Koptekst overslaan
 

Installatieprocedure

In dit gedeelte worden de noodzakelijke handelingen voor afdrukken beschreven.

Installeer het apparaat en stel deze in door de stappen in de aangegeven volgorde uit te voeren.

Stap

Handeling

Referentie voor meer informatie

1

Controleer de installatie-omgeving.

De computer en installatieplek controleren

2

Controleer de meegeleverde items.

De meegeleverde items controleren en het apparaat uitpakken

3

Bevestig de eenheden en opties.

Eenheden en opties bevestigen en verwijderen

4

Plaats de inktcartridges.

De printcartridges plaatsen

5

Steek de stekker in het stopcontact en zet de printer aan.

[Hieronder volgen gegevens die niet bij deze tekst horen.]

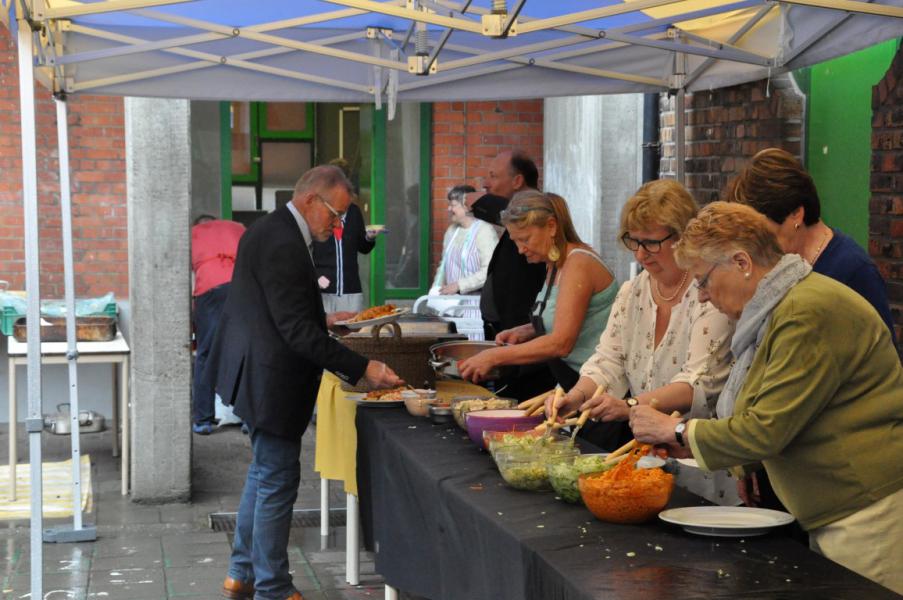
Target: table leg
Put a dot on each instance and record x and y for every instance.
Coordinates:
(13, 409)
(124, 404)
(114, 422)
(352, 541)
(324, 507)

Het netsnoer aansluiten en het apparaat aanzetten

6

Plaats papier in de lades.

Papier plaatsen

7

Voer een testafdruk uit.

Een configuratiepagina afdrukken

8

Sluit het apparaat aan op de computer en installeer de software met behulp van 'Snelinstallatie'.

De computer aansluiten en de software installeren (USB-verbinding)

De computer aansluiten en de software installeren (netwerkverbinding)

Als u een Macintosh gebruikt, gaat u naar Het apparaat gebruiken in combinatie met een Macintosh.